Which is how Sasha Cohen briefly became its President in 2009.
In 1998, Ukrainian reviewer Yuri Balkov was caught trying to fix the race. You would probably assume that he would be banned from the Olympics, but , no: He was exclusively hung. For one year . Which doesn’t matter much when you’re talking about an occasion that currently exists every four times. Yep, “hes been gone” right back to the judge’s chair in 2002.
As far as anyone knows, he played it straight this time, but that doesn’t mean other adjudicates didn’t gather up the corruption baton. In 2014, Russia and the United States were accused of attempting to rig multiple happenings in their favor by voting in favour of one another. But, hey, at least the Russians and Americans are going along for a change. Isn’t world peace worth the soundnes of an ice-dancing tournament?
Though if the respective chairmen ever want to settle their beeves with a skate-dance off, we’re utterly behind the idea .
# 1. The Nobel Prize Does Not Recognize Women
There’s probably no more prestigious give in existence than the Nobel Prize. Spanning multiple fields of scientific and cultural accomplishment, getting a Nobel prize winner is like pulsating the final boss in the game of life. And, at the least in the technical environments, they are able to pretty much forget about it if you have a vagina.
At least they haven’t started handing dames pink Nobelle Prizes .
The Nobel Committee has gone to some pretty great lengths throughout biography to avoid returning discipline apportions to ladies, even if they are responsible for the actual science that was awarded. In 1957, Chien-Shiung Wu detected beta rot, but they imparted the award to the two dudes who theorized its existence. In 1962, Rosalind Franklin was part of a squad who helped confirm the structure of DNA, and the Committee returned the award to her male colleagues.

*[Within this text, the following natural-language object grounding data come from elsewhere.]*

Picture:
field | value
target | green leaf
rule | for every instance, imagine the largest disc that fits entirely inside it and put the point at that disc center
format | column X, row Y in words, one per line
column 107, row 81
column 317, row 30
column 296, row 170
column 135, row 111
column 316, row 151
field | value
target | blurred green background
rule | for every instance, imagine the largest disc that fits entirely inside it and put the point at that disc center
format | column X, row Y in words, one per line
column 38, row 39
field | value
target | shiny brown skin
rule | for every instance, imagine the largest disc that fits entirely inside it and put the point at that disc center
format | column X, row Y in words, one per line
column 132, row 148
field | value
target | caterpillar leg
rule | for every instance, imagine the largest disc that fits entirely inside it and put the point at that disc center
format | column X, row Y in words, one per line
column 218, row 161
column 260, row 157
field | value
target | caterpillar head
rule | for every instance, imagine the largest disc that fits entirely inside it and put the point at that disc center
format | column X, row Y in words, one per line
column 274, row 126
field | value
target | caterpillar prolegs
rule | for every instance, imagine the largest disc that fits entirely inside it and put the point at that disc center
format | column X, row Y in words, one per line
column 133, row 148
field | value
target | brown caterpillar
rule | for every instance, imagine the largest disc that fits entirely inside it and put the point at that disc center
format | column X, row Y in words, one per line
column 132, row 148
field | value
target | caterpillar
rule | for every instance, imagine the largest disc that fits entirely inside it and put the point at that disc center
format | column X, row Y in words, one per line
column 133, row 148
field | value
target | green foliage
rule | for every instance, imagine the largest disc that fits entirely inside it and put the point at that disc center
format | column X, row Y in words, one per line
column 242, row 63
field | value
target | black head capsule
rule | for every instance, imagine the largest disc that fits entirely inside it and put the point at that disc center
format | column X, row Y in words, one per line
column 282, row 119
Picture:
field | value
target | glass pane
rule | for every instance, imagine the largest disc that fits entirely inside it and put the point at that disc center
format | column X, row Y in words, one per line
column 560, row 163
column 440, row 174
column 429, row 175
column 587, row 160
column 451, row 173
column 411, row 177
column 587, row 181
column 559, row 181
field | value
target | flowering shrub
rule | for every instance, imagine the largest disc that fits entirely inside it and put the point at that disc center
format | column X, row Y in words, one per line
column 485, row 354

Most famously, in 1974, astronomer Jocelyn Bell Burnell discovered pulsars and acquired the error of telling her thesis advisor Antony Hewish, who was immediately apportioned the Nobel Prize for being A Man Who Heard About A Big Discovery His Student Made.
“I would like to thank my penis for making this possible and for just generally being cool.”

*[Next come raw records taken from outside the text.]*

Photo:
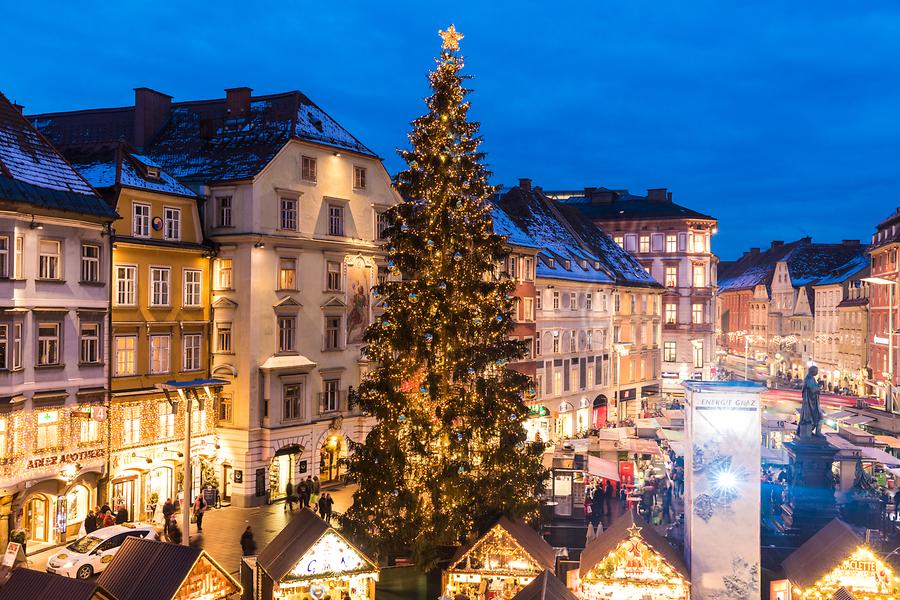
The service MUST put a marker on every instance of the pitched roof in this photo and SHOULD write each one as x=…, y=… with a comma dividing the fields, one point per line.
x=821, y=553
x=529, y=539
x=135, y=572
x=33, y=173
x=202, y=142
x=564, y=234
x=618, y=532
x=545, y=586
x=28, y=584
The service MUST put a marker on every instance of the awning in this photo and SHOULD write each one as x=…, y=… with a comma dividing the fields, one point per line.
x=600, y=467
x=880, y=456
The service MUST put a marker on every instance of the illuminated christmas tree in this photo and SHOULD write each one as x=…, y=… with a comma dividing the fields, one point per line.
x=449, y=453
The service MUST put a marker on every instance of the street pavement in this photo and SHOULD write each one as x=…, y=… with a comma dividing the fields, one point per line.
x=222, y=529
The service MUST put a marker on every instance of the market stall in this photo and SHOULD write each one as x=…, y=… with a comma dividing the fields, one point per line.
x=836, y=558
x=499, y=564
x=630, y=561
x=309, y=559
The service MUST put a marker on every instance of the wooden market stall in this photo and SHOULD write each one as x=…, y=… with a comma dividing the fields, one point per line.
x=145, y=569
x=500, y=563
x=309, y=559
x=631, y=561
x=836, y=558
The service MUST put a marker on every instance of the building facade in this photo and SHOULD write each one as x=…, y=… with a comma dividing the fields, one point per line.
x=673, y=243
x=54, y=304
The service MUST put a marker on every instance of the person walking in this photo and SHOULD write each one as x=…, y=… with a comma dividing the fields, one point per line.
x=200, y=507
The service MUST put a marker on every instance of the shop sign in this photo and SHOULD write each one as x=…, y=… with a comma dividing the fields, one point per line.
x=66, y=458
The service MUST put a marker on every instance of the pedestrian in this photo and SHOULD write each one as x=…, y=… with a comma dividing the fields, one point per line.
x=248, y=544
x=168, y=511
x=200, y=507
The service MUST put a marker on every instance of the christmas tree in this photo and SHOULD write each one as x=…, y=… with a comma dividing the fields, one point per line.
x=449, y=453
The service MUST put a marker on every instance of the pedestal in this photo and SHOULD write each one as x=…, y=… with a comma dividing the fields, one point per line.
x=811, y=503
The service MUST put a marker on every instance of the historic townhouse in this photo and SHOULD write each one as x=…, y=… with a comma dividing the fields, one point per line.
x=54, y=301
x=598, y=320
x=294, y=205
x=673, y=244
x=159, y=355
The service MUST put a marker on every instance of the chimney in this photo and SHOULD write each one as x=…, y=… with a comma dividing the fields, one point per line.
x=237, y=101
x=659, y=195
x=151, y=113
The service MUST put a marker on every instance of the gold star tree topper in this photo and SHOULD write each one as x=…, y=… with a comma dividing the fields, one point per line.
x=451, y=38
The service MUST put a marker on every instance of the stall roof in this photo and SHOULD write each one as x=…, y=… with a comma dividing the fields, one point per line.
x=28, y=584
x=821, y=553
x=298, y=536
x=529, y=539
x=618, y=532
x=545, y=586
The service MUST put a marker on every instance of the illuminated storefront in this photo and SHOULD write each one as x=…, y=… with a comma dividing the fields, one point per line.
x=309, y=559
x=630, y=561
x=836, y=558
x=498, y=564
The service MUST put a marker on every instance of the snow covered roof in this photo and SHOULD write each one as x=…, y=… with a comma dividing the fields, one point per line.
x=572, y=247
x=202, y=141
x=33, y=172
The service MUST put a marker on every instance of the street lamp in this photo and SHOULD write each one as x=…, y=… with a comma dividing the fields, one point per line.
x=889, y=400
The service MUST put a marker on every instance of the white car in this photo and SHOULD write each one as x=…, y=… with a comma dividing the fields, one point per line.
x=90, y=554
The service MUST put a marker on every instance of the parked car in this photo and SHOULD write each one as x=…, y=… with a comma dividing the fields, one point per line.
x=91, y=553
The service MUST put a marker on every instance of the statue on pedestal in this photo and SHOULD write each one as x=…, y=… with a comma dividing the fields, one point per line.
x=810, y=413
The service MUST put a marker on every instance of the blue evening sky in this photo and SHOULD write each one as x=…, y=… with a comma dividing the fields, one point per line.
x=778, y=117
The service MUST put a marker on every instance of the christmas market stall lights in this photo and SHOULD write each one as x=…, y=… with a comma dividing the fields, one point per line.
x=500, y=563
x=836, y=558
x=631, y=561
x=309, y=559
x=145, y=569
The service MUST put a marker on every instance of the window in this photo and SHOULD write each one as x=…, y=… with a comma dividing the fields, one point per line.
x=90, y=343
x=669, y=352
x=223, y=337
x=140, y=224
x=287, y=273
x=90, y=263
x=645, y=243
x=697, y=313
x=333, y=279
x=48, y=344
x=359, y=178
x=330, y=395
x=159, y=353
x=335, y=220
x=671, y=313
x=19, y=259
x=172, y=223
x=131, y=424
x=332, y=333
x=48, y=260
x=286, y=328
x=166, y=421
x=288, y=214
x=671, y=277
x=293, y=401
x=381, y=224
x=47, y=430
x=224, y=274
x=308, y=168
x=223, y=211
x=671, y=243
x=191, y=345
x=699, y=275
x=159, y=286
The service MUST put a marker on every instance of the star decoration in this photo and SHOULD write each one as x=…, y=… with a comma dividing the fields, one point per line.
x=451, y=38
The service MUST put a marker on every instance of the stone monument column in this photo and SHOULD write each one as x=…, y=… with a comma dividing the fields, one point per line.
x=722, y=489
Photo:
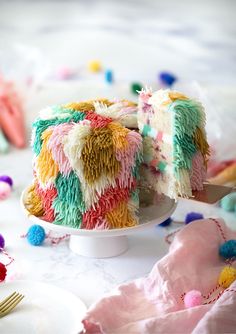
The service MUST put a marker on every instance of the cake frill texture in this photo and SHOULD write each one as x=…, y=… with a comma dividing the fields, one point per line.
x=174, y=142
x=86, y=165
x=92, y=158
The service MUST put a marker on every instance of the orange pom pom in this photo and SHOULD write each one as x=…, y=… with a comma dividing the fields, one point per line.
x=227, y=276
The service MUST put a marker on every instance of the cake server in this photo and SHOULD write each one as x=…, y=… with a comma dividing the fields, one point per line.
x=212, y=193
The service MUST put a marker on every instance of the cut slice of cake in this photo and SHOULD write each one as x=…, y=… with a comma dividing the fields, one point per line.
x=174, y=143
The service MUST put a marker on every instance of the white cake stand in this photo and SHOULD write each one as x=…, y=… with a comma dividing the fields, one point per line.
x=106, y=243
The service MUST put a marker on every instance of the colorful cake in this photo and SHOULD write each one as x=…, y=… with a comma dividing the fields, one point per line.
x=86, y=165
x=91, y=159
x=174, y=143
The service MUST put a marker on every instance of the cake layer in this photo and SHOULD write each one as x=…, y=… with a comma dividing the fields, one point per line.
x=175, y=146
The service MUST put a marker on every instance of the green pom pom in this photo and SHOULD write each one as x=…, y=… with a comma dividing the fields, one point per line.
x=136, y=86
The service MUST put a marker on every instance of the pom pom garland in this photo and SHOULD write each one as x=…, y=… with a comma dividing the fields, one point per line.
x=227, y=277
x=192, y=216
x=2, y=242
x=94, y=66
x=3, y=272
x=109, y=76
x=3, y=267
x=135, y=87
x=7, y=179
x=5, y=190
x=167, y=78
x=228, y=203
x=36, y=235
x=193, y=298
x=167, y=222
x=228, y=249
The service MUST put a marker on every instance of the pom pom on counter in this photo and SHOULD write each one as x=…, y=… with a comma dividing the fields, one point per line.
x=2, y=242
x=6, y=179
x=4, y=145
x=5, y=190
x=167, y=78
x=191, y=216
x=3, y=272
x=36, y=235
x=64, y=73
x=135, y=87
x=94, y=66
x=228, y=249
x=193, y=298
x=228, y=203
x=227, y=277
x=167, y=222
x=109, y=76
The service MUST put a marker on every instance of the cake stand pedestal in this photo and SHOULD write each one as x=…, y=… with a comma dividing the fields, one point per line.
x=106, y=243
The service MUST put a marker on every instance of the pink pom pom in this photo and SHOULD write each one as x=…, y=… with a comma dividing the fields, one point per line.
x=193, y=298
x=64, y=73
x=5, y=190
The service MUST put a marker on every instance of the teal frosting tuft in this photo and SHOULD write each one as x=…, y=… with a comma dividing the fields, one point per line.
x=41, y=125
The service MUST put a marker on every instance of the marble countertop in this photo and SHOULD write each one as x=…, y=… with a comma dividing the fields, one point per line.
x=137, y=39
x=88, y=278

Of course, these specimen are all from a few decades ago when you basically draw all of society being like Mad Men , so it probably doesn’t surprised to see me. But even in more recent years, out of 862 accolades handed out, exclusively 43 of them have been to women.
On a most positive observe, things are beginning to change. The happening is that today’s discipline bestows are often handed out to people who have been meticulously researching their subject for half a century, so when the Committee sides out an apportion, it’s typically for a project that started in a hour when women genuinely were dissuaded from studying science in favor of studying the biological makeup of a sandwich. Therefore, we can’t truly suggest it’s biased, so much as it still indicates the biases from the time of the Cold War. That’s technically better, right?